Before being sent to the arm, the output signals of the actor are modified with two sources of noise. The noise generation is important to encourage exploration and also to generate an important trade-off between the RL drive to generate fast movements and the need for slow movements to improve accuracy.
Figure 2: Key Hypotheses and Target Phenomena
The integration of reinforcement learning (RL), the equilibrium point hypothesis (EP), and the minimum variance theory (MVT; linked by the inner circle) leads the model to generate a developmental trajectory that allows the model to reproduce and predict several empirical data (outer circle), most of which (reported in bold), have not been addressed by previous models.
Submodules (click to view and edit)
Actor-Critic RL Module - The simulated arm used in the model was controlled by an actor-critic RL model used to mimic the trial-and-error learning processes of infants. The specific actor-critic model used had two main components, the "actor" and the "critic" and learns on the basis of the temporal difference learning rule. Both components receive information about hte arm postures, the speed of joints, and the hand-target distance. The critic uses two evaluations, and the reward to compute reward prediction error.
Exploratory Noise Module - Exploratory Noise allows the model to randomly perturb the movements to evaluate the consequences of the perturbation and improve actions accordingly.
Muscle Model - The Muscle Spring-Damping model computes the appropriate muscle torques using the actual EPs and the desired joint angles and joint-velocity. Before muscle torques are relayed, they are introduced to second signal-dependent noise (MVT).

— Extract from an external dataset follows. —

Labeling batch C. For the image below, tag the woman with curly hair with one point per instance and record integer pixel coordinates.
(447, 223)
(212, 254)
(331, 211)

The huge literature on reaching behaviour is still deficient in terms of having a unified model which describes development of motor control processes. This model attempts to build a computational framework by using three key hypotheses: a) Reinforcement Learning which uses trial and error based learning and without this no learning will occur. b) Equilibrium Point Hypothesis which posits that motor control is achieved by using desired EPs c) Minimum variance theory using which the end movement precision is achieved.To model the development in reaching in infants, this model makes a thoughtful use of Reinforcement learning, Equilibrium Points and controlled Noise that together drives the progressive refinement of the reaching behavior. The model learns how to make coarse movements at first by using equilibrium points corresponding to the target position. This is followed by fine tuning of the motion as the end of movement is reached to perform a more accurate and refined movement. The movement gets better and efficient as the learning continues with the development and approaches the bell shaped speed profile as found in the adults. The model efficiently reproduces the experimental data from the study of development of reaching in infants and it also makes some meaningful predictions which lay a ground of future research.